I don't think there's been a more complicated time in my lifetime as a journalist than right now. I came to the Chronicle to be part of a group of people who want to make it better. I'm not at all satisfied with what we do every day, and I'm here to raise the bar very high and to change the whole culture of the newspaper. That's why they asked me to come here, and why I accepted the challenge. I had a lot of opportunities, and I think you'll see the paper change. One of the exciting things to me is that there are a lot of first-class journalists who are really interested in coming here now to meet the challenge.
That said, I think the paper is much better than the perception of it, and one of the things we try and do every day is try to get people to think outside of what is relevant to you; what matters to you. What can we do for the reader that's going to illuminate and give you insights into this complicated world we live in? And when you throw that together with the idea of actually covering the news and breaking news and surprising you and entertaining you and giving you consistent high-quality information - if you think about that, and do it in about ten hours every day and then produce the paper and get it on your doorstep or in your driveway, it's quite a job.
The key question to me is, What is relevant to our readers? What can we do to explain things? It's no longer the simple job of reporting the news. With all the information you receive, many of you know the headline, you've heard the news, and you want to know, What does it mean? What does it mean to me? It means something completely different to people. What a newspaper has to do - and what we're trying to do - is pick the subjects that are of most broad interest to people. It is the economy, education, the looming potential war. You have finite resources in a newsroom, and you have a huge range of skills. If everybody played at the same level, in terms of being a reporter or an editor, it would be a lot easier. The level should be very high, but the skill set really ranges.
Education is absolutely crucial. We don't do a good enough job getting into the schools and telling people what's happening, and with the budget cuts pending, I don't think we were doing a good enough job laying out what the issues are.

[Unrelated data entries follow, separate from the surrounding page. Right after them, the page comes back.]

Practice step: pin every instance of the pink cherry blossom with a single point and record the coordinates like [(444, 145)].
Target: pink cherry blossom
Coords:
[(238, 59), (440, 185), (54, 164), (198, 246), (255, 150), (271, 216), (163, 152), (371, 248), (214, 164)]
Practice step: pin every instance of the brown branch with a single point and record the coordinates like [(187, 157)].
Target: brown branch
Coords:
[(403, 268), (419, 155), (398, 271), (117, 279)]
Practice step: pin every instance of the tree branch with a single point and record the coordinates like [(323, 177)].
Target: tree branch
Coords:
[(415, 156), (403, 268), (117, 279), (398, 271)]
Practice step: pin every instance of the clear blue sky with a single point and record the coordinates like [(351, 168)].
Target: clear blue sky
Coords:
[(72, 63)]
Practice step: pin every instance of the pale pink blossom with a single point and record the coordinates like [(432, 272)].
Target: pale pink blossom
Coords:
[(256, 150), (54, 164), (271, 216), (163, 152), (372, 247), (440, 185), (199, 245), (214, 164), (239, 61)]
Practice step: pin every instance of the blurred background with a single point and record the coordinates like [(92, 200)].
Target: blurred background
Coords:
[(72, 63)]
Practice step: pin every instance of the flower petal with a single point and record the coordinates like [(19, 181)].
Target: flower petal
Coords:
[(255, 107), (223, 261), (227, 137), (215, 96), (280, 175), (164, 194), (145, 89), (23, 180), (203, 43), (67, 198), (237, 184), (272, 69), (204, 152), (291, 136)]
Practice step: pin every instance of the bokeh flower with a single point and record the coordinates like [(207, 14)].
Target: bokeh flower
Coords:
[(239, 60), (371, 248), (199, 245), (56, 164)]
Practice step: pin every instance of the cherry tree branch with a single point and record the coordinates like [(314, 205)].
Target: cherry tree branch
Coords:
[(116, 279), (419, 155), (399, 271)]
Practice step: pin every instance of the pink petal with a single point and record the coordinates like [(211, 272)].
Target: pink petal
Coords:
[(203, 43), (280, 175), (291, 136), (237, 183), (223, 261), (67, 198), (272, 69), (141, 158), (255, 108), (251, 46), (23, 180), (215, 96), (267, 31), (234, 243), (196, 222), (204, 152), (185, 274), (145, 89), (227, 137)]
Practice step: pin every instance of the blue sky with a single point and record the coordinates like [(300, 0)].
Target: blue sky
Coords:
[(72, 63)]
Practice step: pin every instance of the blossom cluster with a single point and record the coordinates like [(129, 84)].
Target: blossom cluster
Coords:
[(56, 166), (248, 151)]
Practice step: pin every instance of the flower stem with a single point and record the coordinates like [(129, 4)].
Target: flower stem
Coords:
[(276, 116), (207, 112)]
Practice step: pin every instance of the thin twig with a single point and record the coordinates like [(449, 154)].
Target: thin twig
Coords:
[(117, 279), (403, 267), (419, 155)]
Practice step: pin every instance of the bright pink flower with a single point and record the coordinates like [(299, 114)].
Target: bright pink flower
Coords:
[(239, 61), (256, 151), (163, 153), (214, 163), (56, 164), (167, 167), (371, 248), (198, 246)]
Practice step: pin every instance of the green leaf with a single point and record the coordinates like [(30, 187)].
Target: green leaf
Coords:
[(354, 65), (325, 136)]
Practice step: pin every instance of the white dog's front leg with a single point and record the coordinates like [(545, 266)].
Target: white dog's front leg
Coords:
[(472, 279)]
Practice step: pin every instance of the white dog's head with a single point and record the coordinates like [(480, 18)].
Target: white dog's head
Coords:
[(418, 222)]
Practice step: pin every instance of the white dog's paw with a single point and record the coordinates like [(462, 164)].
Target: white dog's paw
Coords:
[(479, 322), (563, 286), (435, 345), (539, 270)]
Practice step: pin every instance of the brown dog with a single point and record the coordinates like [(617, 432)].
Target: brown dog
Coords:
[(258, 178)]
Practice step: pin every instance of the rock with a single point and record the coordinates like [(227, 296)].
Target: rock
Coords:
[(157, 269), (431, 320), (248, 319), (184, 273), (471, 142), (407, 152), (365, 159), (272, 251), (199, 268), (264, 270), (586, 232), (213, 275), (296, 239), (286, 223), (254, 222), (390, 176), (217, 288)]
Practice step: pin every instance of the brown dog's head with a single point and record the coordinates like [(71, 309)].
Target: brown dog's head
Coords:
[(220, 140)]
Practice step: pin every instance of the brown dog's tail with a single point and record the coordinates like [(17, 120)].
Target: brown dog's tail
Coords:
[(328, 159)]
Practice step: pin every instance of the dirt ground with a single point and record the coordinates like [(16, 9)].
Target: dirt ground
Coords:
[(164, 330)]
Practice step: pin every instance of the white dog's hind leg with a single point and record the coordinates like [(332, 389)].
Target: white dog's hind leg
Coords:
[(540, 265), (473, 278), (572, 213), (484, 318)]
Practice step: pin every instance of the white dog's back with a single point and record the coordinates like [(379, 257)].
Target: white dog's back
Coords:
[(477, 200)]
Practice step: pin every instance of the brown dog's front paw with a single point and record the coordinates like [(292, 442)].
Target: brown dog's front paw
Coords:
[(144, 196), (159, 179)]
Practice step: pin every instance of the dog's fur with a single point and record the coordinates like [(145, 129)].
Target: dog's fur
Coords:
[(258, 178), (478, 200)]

These are huge things that affect all of us. The environment. Go across the board. If I went through this room and asked each of you, "What are the five key areas you want to know more about?" we might get 200 items that we're supposed to reflect and get in the paper. We need to sort these things and create priorities. A newspaper as big as the Chronicle - and it's a fairly big newspaper, as big as The New York Times - cannot meet all the demands of the readers. Part of our job is to make priorities. The bottom line for me is always, What's the most important issue for the readers, what has the most relevance, what is going to make a difference in their lives?